Low-carb, ketogenic (“keto”), paleo, vegetarian, vegan… These diets are currently all the rage, including among people with Type 1 diabetes. Some of these diets are new, while others have been around for ages. What do they consist of? And what are their benefits?
Low-Carb Diets (Keto, Atkins, etc.) and Type 1 Diabetes
Health professionals advise us to get 40–55% of our calories from carbohydrates, 35–40% from fats, and 10–20% from proteins.1 With low-carb diets, however, this breakdown is as follows: 70–80% fat, 20–25% protein, and 5–10% carbohydrates (or 20 to 50 grams of carbohydrates per day). Low-carb diets limit your carbohydrate intake to force your body to use fat as a source of energy.
There are many types of low-carb diets, with the two best-known being:
- the Atkins diet, which consists of drastically limiting carbohydrates and then reintroducing them slowly;
- the ketogenic (“keto”) diet: with this diet, the body absorbs so few carbohydrates that it enters a state of “ketosis” (production of ketones by the liver to provide energy, replacing carbohydrates as the standard source of energy).
Most people use low-carb diets as a quick and easy way to lose weight. If you have type 1 diabetes, a low-carb diet can help control your blood sugar level by limiting the blood sugar spikes that are associated with the consumption of carbohydrates. As a result, you need less insulin and can reduce your mealtime boluses.
However, much remains to be learned about these diets. If you’re thinking about a low-carb diet, be sure to consult your doctor or nutritionist first.
The “ketosis” achieved by low-carb diets is not to be confused with “ketoacidosis,” which is an extremely dangerous condition.
As its name implies, a gluten-free diet involves the elimination of all foods containing gluten (wheat, barley, rye, oats, etc.).

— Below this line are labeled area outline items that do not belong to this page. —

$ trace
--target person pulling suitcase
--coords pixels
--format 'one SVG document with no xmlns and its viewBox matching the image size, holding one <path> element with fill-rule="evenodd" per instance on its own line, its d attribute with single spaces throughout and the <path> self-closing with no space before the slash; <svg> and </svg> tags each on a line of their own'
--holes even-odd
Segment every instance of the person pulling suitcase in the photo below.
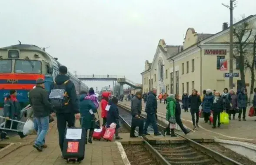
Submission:
<svg viewBox="0 0 256 165">
<path fill-rule="evenodd" d="M 143 119 L 140 118 L 142 108 L 142 96 L 141 92 L 137 92 L 135 94 L 135 97 L 133 97 L 132 99 L 131 109 L 133 118 L 132 119 L 132 125 L 130 132 L 131 138 L 137 137 L 135 136 L 134 134 L 134 131 L 136 126 L 139 127 L 139 135 L 141 136 L 143 134 L 144 122 Z"/>
</svg>

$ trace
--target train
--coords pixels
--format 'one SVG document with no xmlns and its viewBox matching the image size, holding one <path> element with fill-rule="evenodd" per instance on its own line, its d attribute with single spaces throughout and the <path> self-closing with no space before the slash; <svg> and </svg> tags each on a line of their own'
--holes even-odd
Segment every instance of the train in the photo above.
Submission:
<svg viewBox="0 0 256 165">
<path fill-rule="evenodd" d="M 39 78 L 44 79 L 45 88 L 50 91 L 60 66 L 57 58 L 36 45 L 20 43 L 0 48 L 0 107 L 3 107 L 10 90 L 17 91 L 17 99 L 22 107 L 25 107 L 28 104 L 29 91 Z M 67 75 L 74 83 L 77 93 L 89 90 L 89 88 L 75 75 L 70 72 Z"/>
</svg>

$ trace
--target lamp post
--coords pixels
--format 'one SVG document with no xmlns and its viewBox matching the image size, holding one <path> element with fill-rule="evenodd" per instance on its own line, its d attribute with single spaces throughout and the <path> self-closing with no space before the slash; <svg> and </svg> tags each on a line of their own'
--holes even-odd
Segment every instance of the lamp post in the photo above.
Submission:
<svg viewBox="0 0 256 165">
<path fill-rule="evenodd" d="M 236 7 L 236 0 L 230 0 L 229 6 L 223 3 L 221 4 L 229 9 L 230 30 L 229 30 L 229 74 L 233 73 L 233 10 Z M 233 89 L 233 76 L 229 77 L 229 89 Z"/>
</svg>

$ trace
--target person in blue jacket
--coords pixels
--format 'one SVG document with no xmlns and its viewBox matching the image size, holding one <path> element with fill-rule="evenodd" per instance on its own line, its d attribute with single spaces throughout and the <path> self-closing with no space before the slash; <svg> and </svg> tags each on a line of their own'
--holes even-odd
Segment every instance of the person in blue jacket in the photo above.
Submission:
<svg viewBox="0 0 256 165">
<path fill-rule="evenodd" d="M 245 88 L 242 88 L 240 92 L 237 95 L 237 102 L 239 108 L 239 114 L 238 115 L 239 121 L 241 121 L 241 116 L 243 112 L 243 120 L 246 121 L 245 116 L 247 104 L 247 96 L 246 94 Z"/>
<path fill-rule="evenodd" d="M 214 96 L 213 95 L 213 91 L 210 89 L 206 90 L 206 94 L 203 98 L 202 103 L 202 107 L 204 115 L 204 122 L 206 123 L 209 121 L 209 117 L 211 115 L 211 110 L 214 100 Z M 212 124 L 210 121 L 209 124 Z"/>
<path fill-rule="evenodd" d="M 253 107 L 254 108 L 254 113 L 256 114 L 256 88 L 253 89 L 254 95 L 253 95 Z M 255 120 L 256 122 L 256 120 Z"/>
<path fill-rule="evenodd" d="M 80 119 L 80 124 L 84 128 L 86 132 L 86 142 L 87 143 L 87 133 L 89 131 L 88 142 L 92 143 L 92 137 L 93 133 L 93 122 L 96 120 L 94 113 L 97 113 L 97 108 L 92 100 L 85 99 L 87 92 L 81 91 L 79 96 L 79 110 L 82 118 Z"/>
<path fill-rule="evenodd" d="M 150 124 L 151 124 L 154 129 L 155 135 L 158 136 L 162 135 L 162 134 L 158 131 L 156 125 L 157 120 L 156 117 L 156 114 L 157 112 L 157 101 L 156 98 L 156 89 L 153 88 L 152 91 L 150 92 L 149 93 L 146 105 L 145 112 L 146 113 L 146 120 L 144 127 L 143 134 L 149 135 L 147 132 L 147 128 Z"/>
<path fill-rule="evenodd" d="M 109 102 L 109 105 L 110 105 L 110 107 L 107 112 L 106 126 L 107 128 L 109 128 L 111 123 L 113 122 L 116 124 L 116 139 L 122 139 L 123 138 L 118 135 L 118 129 L 120 126 L 119 125 L 119 110 L 116 106 L 118 102 L 118 99 L 115 96 L 113 97 L 111 100 Z"/>
</svg>

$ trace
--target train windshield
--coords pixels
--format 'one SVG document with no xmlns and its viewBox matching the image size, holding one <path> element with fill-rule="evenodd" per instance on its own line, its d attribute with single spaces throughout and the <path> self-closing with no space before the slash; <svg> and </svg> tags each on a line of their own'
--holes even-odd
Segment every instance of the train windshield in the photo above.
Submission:
<svg viewBox="0 0 256 165">
<path fill-rule="evenodd" d="M 16 59 L 14 72 L 18 73 L 42 74 L 42 63 L 40 61 Z"/>
<path fill-rule="evenodd" d="M 0 59 L 0 73 L 10 73 L 12 72 L 12 60 Z"/>
</svg>

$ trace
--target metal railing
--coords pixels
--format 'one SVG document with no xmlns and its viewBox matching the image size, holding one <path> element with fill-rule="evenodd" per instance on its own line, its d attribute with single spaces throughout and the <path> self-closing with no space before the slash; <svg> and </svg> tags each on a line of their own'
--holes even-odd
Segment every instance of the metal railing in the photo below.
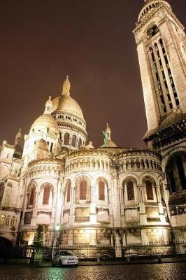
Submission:
<svg viewBox="0 0 186 280">
<path fill-rule="evenodd" d="M 57 250 L 69 250 L 80 260 L 101 258 L 115 259 L 127 257 L 175 256 L 180 254 L 186 256 L 186 242 L 169 243 L 167 244 L 152 243 L 148 244 L 131 244 L 126 246 L 59 246 L 57 247 L 43 247 L 42 253 L 45 260 L 51 260 Z M 0 258 L 20 259 L 31 258 L 36 251 L 34 246 L 22 245 L 14 247 L 1 247 Z"/>
</svg>

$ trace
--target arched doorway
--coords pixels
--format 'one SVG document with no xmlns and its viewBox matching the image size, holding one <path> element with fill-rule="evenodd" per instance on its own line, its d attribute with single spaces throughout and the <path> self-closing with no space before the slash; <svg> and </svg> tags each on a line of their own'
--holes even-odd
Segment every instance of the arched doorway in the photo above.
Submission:
<svg viewBox="0 0 186 280">
<path fill-rule="evenodd" d="M 171 194 L 186 190 L 186 152 L 176 152 L 166 166 L 167 186 Z"/>
</svg>

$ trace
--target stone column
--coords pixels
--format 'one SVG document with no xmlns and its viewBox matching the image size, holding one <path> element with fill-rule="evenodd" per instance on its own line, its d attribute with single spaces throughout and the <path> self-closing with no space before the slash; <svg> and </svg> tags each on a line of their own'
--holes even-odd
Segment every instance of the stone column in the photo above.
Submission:
<svg viewBox="0 0 186 280">
<path fill-rule="evenodd" d="M 120 227 L 121 220 L 120 220 L 120 195 L 119 195 L 119 188 L 117 186 L 118 178 L 117 174 L 115 171 L 113 172 L 112 174 L 112 204 L 113 204 L 113 213 L 114 217 L 114 226 L 115 227 Z"/>
<path fill-rule="evenodd" d="M 122 256 L 122 246 L 120 242 L 120 237 L 119 236 L 118 232 L 115 232 L 115 256 L 116 258 L 121 258 Z"/>
<path fill-rule="evenodd" d="M 149 239 L 148 236 L 147 230 L 143 228 L 141 231 L 142 244 L 149 244 Z"/>
<path fill-rule="evenodd" d="M 96 223 L 96 188 L 94 186 L 90 186 L 91 190 L 91 203 L 90 209 L 90 223 L 95 224 Z"/>
<path fill-rule="evenodd" d="M 166 77 L 166 81 L 167 82 L 167 85 L 168 85 L 168 88 L 169 88 L 169 91 L 170 93 L 170 97 L 171 99 L 171 102 L 172 102 L 172 104 L 173 104 L 173 111 L 176 111 L 177 110 L 177 105 L 175 101 L 175 98 L 174 98 L 174 94 L 173 94 L 173 91 L 172 89 L 172 86 L 171 86 L 171 83 L 170 81 L 170 78 L 169 78 L 169 75 L 167 71 L 167 67 L 165 63 L 165 60 L 164 60 L 164 54 L 162 52 L 162 47 L 159 44 L 159 43 L 158 43 L 158 50 L 159 51 L 159 55 L 160 55 L 160 57 L 161 57 L 161 60 L 162 62 L 162 65 L 163 65 L 163 69 L 164 69 L 164 74 L 165 74 L 165 77 Z M 170 65 L 169 65 L 170 66 Z M 161 71 L 161 69 L 160 69 Z"/>
<path fill-rule="evenodd" d="M 69 223 L 74 223 L 75 220 L 75 195 L 76 195 L 76 186 L 71 189 L 71 208 L 70 208 L 70 217 Z"/>
</svg>

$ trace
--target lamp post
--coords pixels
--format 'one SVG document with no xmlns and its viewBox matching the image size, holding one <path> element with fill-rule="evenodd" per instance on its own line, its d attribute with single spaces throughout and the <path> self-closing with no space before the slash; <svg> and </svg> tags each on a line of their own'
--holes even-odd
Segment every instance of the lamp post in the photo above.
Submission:
<svg viewBox="0 0 186 280">
<path fill-rule="evenodd" d="M 53 239 L 53 247 L 52 247 L 52 258 L 54 256 L 55 253 L 55 248 L 59 246 L 59 240 L 58 240 L 58 232 L 60 230 L 60 225 L 57 223 L 55 226 L 55 234 L 54 234 L 54 239 Z"/>
<path fill-rule="evenodd" d="M 60 225 L 58 223 L 55 226 L 55 230 L 56 230 L 56 247 L 59 246 L 59 237 L 58 237 L 58 232 L 60 230 Z"/>
</svg>

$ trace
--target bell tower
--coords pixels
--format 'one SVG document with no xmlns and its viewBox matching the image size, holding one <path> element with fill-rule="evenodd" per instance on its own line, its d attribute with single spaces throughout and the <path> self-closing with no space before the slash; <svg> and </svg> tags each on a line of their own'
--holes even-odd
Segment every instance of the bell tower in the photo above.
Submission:
<svg viewBox="0 0 186 280">
<path fill-rule="evenodd" d="M 148 121 L 144 141 L 160 150 L 185 136 L 184 27 L 166 1 L 146 0 L 134 33 Z"/>
<path fill-rule="evenodd" d="M 168 1 L 146 0 L 134 30 L 148 122 L 143 140 L 162 155 L 174 239 L 186 237 L 186 37 Z M 180 253 L 183 248 L 180 248 Z"/>
</svg>

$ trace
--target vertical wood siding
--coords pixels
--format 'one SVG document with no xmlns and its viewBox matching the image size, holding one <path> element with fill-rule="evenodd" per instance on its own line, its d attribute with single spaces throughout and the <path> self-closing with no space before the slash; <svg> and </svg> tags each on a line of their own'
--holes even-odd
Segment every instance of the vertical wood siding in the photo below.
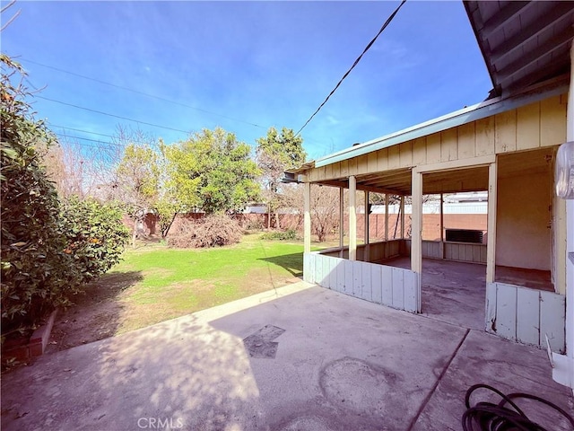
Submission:
<svg viewBox="0 0 574 431">
<path fill-rule="evenodd" d="M 486 285 L 486 330 L 504 339 L 564 353 L 566 297 L 505 283 Z"/>
<path fill-rule="evenodd" d="M 303 279 L 398 310 L 419 312 L 419 275 L 409 269 L 317 252 L 303 255 Z"/>
<path fill-rule="evenodd" d="M 554 146 L 564 142 L 566 97 L 553 96 L 369 154 L 311 169 L 307 173 L 314 182 Z"/>
</svg>

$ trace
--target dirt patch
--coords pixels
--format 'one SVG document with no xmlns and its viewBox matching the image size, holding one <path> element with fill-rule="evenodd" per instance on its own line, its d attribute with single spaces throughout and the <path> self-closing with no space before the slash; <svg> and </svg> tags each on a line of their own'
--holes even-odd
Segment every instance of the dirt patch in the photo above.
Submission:
<svg viewBox="0 0 574 431">
<path fill-rule="evenodd" d="M 45 353 L 113 336 L 123 320 L 122 293 L 143 278 L 138 271 L 106 274 L 72 298 L 74 305 L 58 312 Z"/>
</svg>

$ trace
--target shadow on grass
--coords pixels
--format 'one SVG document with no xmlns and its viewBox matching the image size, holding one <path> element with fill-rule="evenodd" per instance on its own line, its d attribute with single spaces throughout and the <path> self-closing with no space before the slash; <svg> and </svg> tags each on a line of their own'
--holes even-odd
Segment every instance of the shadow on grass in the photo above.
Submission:
<svg viewBox="0 0 574 431">
<path fill-rule="evenodd" d="M 57 314 L 47 353 L 115 335 L 125 309 L 118 296 L 143 279 L 141 271 L 110 272 L 87 284 L 70 298 L 73 305 Z"/>
<path fill-rule="evenodd" d="M 261 258 L 259 260 L 273 263 L 282 267 L 293 277 L 303 277 L 303 253 L 282 254 L 280 256 L 270 256 L 268 258 Z"/>
</svg>

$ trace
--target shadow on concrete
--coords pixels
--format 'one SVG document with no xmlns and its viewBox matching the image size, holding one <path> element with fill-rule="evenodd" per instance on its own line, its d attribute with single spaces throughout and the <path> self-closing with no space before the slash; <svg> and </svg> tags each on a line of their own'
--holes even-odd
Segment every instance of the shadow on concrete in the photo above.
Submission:
<svg viewBox="0 0 574 431">
<path fill-rule="evenodd" d="M 54 353 L 113 336 L 121 324 L 123 291 L 142 281 L 141 271 L 110 272 L 87 284 L 58 312 L 45 353 Z"/>
<path fill-rule="evenodd" d="M 265 262 L 273 263 L 282 267 L 293 277 L 303 277 L 303 253 L 291 253 L 282 254 L 280 256 L 270 256 L 268 258 L 262 258 L 259 260 L 265 260 Z"/>
<path fill-rule="evenodd" d="M 241 339 L 194 316 L 49 355 L 7 377 L 6 431 L 255 429 L 260 413 Z"/>
<path fill-rule="evenodd" d="M 290 288 L 15 370 L 2 382 L 2 429 L 443 431 L 459 429 L 475 383 L 572 411 L 542 350 L 320 287 Z M 244 340 L 268 325 L 276 356 L 251 355 Z"/>
</svg>

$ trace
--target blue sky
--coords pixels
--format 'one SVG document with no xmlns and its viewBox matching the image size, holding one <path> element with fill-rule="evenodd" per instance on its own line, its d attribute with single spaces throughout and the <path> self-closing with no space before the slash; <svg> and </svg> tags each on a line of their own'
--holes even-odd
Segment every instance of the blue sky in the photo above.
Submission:
<svg viewBox="0 0 574 431">
<path fill-rule="evenodd" d="M 2 51 L 46 86 L 42 97 L 183 130 L 37 98 L 57 132 L 114 135 L 121 124 L 171 143 L 220 126 L 255 145 L 271 126 L 299 130 L 398 4 L 20 1 L 5 13 L 22 11 Z M 407 1 L 303 129 L 304 145 L 317 158 L 477 103 L 491 88 L 462 2 Z"/>
</svg>

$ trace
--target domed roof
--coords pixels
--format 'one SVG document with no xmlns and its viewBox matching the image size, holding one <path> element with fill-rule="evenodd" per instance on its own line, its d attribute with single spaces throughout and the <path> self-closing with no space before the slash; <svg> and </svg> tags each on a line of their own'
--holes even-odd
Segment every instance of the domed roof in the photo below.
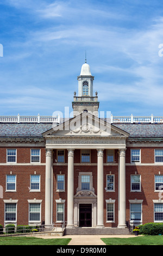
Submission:
<svg viewBox="0 0 163 256">
<path fill-rule="evenodd" d="M 90 67 L 87 63 L 84 63 L 82 66 L 80 76 L 91 76 Z"/>
</svg>

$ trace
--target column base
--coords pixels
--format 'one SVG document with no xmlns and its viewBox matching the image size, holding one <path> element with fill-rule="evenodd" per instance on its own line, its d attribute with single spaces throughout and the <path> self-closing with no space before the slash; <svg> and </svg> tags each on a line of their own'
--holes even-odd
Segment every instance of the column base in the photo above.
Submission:
<svg viewBox="0 0 163 256">
<path fill-rule="evenodd" d="M 104 228 L 105 227 L 104 225 L 97 225 L 97 228 Z"/>
<path fill-rule="evenodd" d="M 73 224 L 70 224 L 70 225 L 66 225 L 66 228 L 74 228 L 74 225 Z"/>
<path fill-rule="evenodd" d="M 127 228 L 127 225 L 126 224 L 120 224 L 118 225 L 117 228 Z"/>
</svg>

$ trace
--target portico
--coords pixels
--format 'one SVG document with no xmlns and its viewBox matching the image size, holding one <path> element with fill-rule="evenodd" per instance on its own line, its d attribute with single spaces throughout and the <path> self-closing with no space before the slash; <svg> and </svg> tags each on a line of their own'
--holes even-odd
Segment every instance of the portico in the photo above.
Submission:
<svg viewBox="0 0 163 256">
<path fill-rule="evenodd" d="M 85 118 L 92 119 L 92 122 L 84 123 L 87 130 L 83 129 L 82 119 Z M 77 118 L 77 120 L 76 119 Z M 96 120 L 95 120 L 96 119 Z M 90 113 L 85 113 L 78 117 L 68 120 L 63 124 L 54 127 L 50 131 L 43 134 L 46 139 L 46 183 L 47 184 L 46 189 L 46 198 L 47 206 L 46 207 L 45 219 L 46 224 L 51 224 L 53 219 L 52 204 L 52 190 L 51 184 L 52 177 L 52 157 L 51 153 L 54 149 L 63 149 L 67 150 L 67 197 L 66 199 L 67 203 L 67 227 L 73 227 L 79 226 L 80 223 L 80 206 L 82 204 L 86 204 L 91 205 L 91 226 L 98 228 L 104 227 L 104 175 L 103 175 L 103 152 L 105 149 L 118 149 L 119 152 L 119 222 L 118 227 L 126 227 L 126 164 L 125 151 L 126 141 L 128 133 L 121 130 L 111 125 L 110 124 L 104 123 L 105 130 L 102 129 L 95 131 L 95 122 L 97 123 L 99 119 Z M 79 121 L 80 120 L 80 121 Z M 76 126 L 76 130 L 67 130 L 65 127 L 74 127 L 72 122 L 80 124 L 79 126 Z M 83 127 L 83 128 L 82 128 Z M 77 132 L 77 130 L 78 132 Z M 93 132 L 92 132 L 93 131 Z M 96 149 L 97 156 L 97 194 L 95 193 L 93 184 L 92 182 L 92 174 L 91 173 L 91 163 L 90 164 L 90 172 L 86 173 L 89 175 L 90 181 L 89 190 L 83 190 L 80 187 L 80 177 L 82 174 L 79 174 L 79 185 L 77 191 L 74 188 L 74 152 L 77 149 Z M 55 168 L 54 169 L 55 172 Z M 95 181 L 94 181 L 95 182 Z M 51 185 L 52 186 L 52 185 Z M 108 198 L 109 199 L 109 198 Z"/>
</svg>

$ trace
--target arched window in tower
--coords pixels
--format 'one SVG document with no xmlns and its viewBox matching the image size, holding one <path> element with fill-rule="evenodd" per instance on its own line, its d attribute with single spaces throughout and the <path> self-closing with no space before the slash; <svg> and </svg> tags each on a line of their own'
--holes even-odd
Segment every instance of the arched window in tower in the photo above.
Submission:
<svg viewBox="0 0 163 256">
<path fill-rule="evenodd" d="M 89 95 L 89 85 L 86 81 L 84 82 L 83 84 L 83 95 L 88 96 Z"/>
</svg>

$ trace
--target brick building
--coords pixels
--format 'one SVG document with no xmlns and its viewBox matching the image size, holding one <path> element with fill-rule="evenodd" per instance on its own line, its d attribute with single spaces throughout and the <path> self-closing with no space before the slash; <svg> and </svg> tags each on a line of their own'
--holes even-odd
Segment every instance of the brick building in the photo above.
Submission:
<svg viewBox="0 0 163 256">
<path fill-rule="evenodd" d="M 99 118 L 89 65 L 73 118 L 0 117 L 0 223 L 163 221 L 163 119 Z"/>
</svg>

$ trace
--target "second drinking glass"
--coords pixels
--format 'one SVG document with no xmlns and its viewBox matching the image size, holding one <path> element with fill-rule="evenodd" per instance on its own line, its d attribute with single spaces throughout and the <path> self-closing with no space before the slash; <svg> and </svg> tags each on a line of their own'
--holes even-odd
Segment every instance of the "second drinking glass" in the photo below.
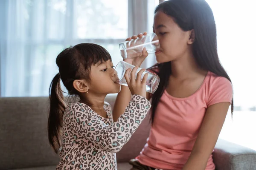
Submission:
<svg viewBox="0 0 256 170">
<path fill-rule="evenodd" d="M 127 83 L 125 78 L 125 71 L 128 68 L 132 69 L 135 66 L 123 61 L 120 61 L 117 64 L 115 68 L 115 70 L 117 72 L 117 76 L 119 79 L 119 84 L 127 86 Z M 140 70 L 141 70 L 141 68 L 138 68 L 135 73 L 135 77 L 137 77 L 137 74 Z M 148 71 L 145 71 L 143 72 L 141 75 L 141 79 L 142 79 L 146 73 L 148 74 L 146 82 L 146 91 L 153 94 L 156 91 L 158 87 L 160 80 L 159 76 Z"/>
</svg>

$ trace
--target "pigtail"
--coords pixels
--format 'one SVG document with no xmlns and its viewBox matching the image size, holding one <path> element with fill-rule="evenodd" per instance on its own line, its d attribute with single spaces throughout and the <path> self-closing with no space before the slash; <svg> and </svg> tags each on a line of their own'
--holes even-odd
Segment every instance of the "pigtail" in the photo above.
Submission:
<svg viewBox="0 0 256 170">
<path fill-rule="evenodd" d="M 48 122 L 48 138 L 50 144 L 56 153 L 61 146 L 63 114 L 65 109 L 64 97 L 58 73 L 53 78 L 49 89 L 50 107 Z"/>
</svg>

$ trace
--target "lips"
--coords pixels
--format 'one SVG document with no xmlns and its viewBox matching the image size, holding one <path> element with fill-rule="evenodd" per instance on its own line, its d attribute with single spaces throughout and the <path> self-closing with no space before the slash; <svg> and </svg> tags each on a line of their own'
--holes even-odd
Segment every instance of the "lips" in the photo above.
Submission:
<svg viewBox="0 0 256 170">
<path fill-rule="evenodd" d="M 119 80 L 119 79 L 117 79 L 116 80 L 116 81 L 114 81 L 114 82 L 115 83 L 119 84 L 119 83 L 120 82 L 120 80 Z"/>
<path fill-rule="evenodd" d="M 161 52 L 162 52 L 162 51 L 161 50 L 160 50 L 160 49 L 157 49 L 157 51 L 156 51 L 156 52 L 155 52 L 155 54 L 158 54 L 160 53 Z"/>
</svg>

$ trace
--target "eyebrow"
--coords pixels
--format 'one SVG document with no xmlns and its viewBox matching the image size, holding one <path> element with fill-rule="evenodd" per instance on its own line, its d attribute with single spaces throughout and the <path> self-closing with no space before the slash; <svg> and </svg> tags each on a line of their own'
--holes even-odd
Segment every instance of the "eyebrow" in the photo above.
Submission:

The paleolithic or “paleo” diet calls for a return to the hunting and gathering ways of our ancient ancestors by placing the focus on fruits, vegetables, lean meats, eggs, and fish.
Note: A gluten-free diet is used to treat celiac disease, the autoimmune disease most often linked to type 1 diabetes.
Type 1 Diabetes and Vegetarian Diets
Vegetarian diets are marked by the absence of animal proteins. In other words: no meat, fish, or seafood.
Vegetarian diets can be suitable—and even beneficial—for people with type 1 diabetes. These benefits include the following:
- Rich in dietary fiber, vegetarian diets help to regulate blood sugar levels, contribute to a feeling of “fullness,” and reduce the risk of cardiovascular disease.
- Vegetarian diets are extremely low in saturated fats, thereby limiting many of the complications associated with type 1 diabetes, such as high cholesterol, high blood pressure, and the risk of cardiovascular disease.
- Vegetarian diets can help you reach a healthy weight and improve your insulin sensitivity.
Vegetarian diets are composed of protein-rich meat alternatives such as legumes (lentils, chickpeas, dry beans, etc.), soy products (tofu, seitan, tempeh, etc.), and nuts/seeds (walnuts, hazelnuts, almonds, etc.).
Warning: Plant-based alternatives to animal proteins may be high in carbohydrates and even cause hyperglycemia.
There are several types of vegetarian diets. Some are more “extreme” than others, such as the vegan diet, which is based solely on foods of plant origin and prohibits dairy products and other products of animal origin (eggs, honey, etc.). Others are “hybrid” alternatives such as the “flexitarian” diet, a “lighter” version of the vegetarian diet consisting of less meat (especially red meat) and more fish.
If you have type 1 diabetes, a vegetarian diet can affect the day-to-day treatment of your disease, in particular when it comes to insulin requirements. You may need to modify your treatment in accordance with your level of blood sugar.